Let $(X_n)_{n\in \mathbb{N}}$ be a Markov chain on $\mathbb{Z}$, let $p \in \left(\frac{1}{2}, 1\right) $ and let the transition probabilities be given by $P(x,x+1) = p$, $P(x,x-1) = 1-p$. We define the function $u$ by $$u(x) = \mathbb{E} \left[\sum_{n=0}^\infty a^{X_n} : X_0 =x\right], a>0$$ I would now like to show the identity $u(x+1) = au(x)$.
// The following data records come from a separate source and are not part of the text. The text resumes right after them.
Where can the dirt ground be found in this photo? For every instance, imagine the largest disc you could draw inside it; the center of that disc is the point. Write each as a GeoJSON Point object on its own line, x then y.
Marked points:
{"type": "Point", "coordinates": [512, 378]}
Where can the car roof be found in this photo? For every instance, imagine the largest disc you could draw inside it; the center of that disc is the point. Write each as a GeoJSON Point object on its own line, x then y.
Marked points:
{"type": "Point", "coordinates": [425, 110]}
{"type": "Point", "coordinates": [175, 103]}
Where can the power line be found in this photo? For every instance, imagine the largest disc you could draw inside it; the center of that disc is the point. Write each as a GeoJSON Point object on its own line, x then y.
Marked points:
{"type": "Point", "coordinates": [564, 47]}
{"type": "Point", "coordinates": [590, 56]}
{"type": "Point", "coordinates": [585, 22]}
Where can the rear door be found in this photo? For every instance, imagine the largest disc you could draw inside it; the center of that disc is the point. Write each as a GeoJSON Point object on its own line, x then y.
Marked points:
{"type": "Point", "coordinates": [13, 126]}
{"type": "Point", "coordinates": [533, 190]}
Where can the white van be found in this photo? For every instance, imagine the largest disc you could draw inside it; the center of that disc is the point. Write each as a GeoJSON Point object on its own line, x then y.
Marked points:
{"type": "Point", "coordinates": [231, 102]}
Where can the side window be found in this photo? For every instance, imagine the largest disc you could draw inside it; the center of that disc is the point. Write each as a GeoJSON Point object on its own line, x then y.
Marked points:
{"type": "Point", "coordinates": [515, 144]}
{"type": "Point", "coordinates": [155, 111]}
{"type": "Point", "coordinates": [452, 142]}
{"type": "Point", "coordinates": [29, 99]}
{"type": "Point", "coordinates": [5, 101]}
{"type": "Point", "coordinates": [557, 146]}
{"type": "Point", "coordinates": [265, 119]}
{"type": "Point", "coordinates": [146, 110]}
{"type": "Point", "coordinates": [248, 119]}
I was thinking, maybe we could do the following:
$$u(x+1) = \mathbb{E} \left[\sum_{n=0}^\infty a^{X_n} : X_0 =x+1\right] = \sum_{y \in \mathbb{Z}}\mathbb{E} \left[\sum_{n=0}^\infty a^{X_n} : X_0 =x+1, X_1 = y\right]P(x+1,y)$$
Now $P(x,y)$ is only non-zero for $y=x$ or $y=x+2$, so we get $$u(x+1) = p\mathbb{E} \left[\sum_{n=0}^\infty a^{X_n} : X_0 =x+1, X_1 = x+2\right] + (1-p)\mathbb{E}\left[\sum_{n=0}^\infty a^{X_n} : X_0 =x+1, X_1 = x\right]$$ Now my first question: Can we already apply the Markov property here? The Markov property (or one variation of it) states: $$\mathbb{E}\left[f(X_{t_n}) \mid \sigma(X_{t_1}, ... , X_{t_{n-1}}) \right] = \mathbb{E}\left[f(X_{t_n}) \mid X_{t_{n-1}} \right]$$ for bounded and measurable $f$. In our above equation, we don't really have a function just in $X_{t_n}$, but rather in all the $X_i$, and also I'm not sure if the expression is even bounded, so it cannot really be applied here, right? On the other hand, intuitively speaking, if we set $X_1$ for example equal to $x+2$, then $X_2, X_3, > ... $ do not care what $X_0$ is, right? Since it's a Markov Chain. So we should have $$\mathbb{E} \left[\sum_{n=0}^\infty a^{X_n} : X_0 =x+1, X_1 = x+2\right] = a^{x+1} + \mathbb{E} \left[\sum_{n=1}^\infty a^{X_n} : X_1 = x+2\right] $$ Is that correct? Now since the transition probabilities are time-independent, it should be okay to change indices, that is $$ \mathbb{E} \left[\sum_{n=1}^\infty a^{X_n} : X_1 = x+2\right] = \mathbb{E} \left[\sum_{n=0}^\infty a^{X_n} : X_0 = x+2\right] = u(x+2)$$ Now however, when applying this to our expression for $u(x+1)$, we end up with $$u(x+1) = a^{x+1} + pu(x+2) + (1-p)u(x)$$ This is unfortunately not what we are looking for. Are my observations correct so far? What else could I try here?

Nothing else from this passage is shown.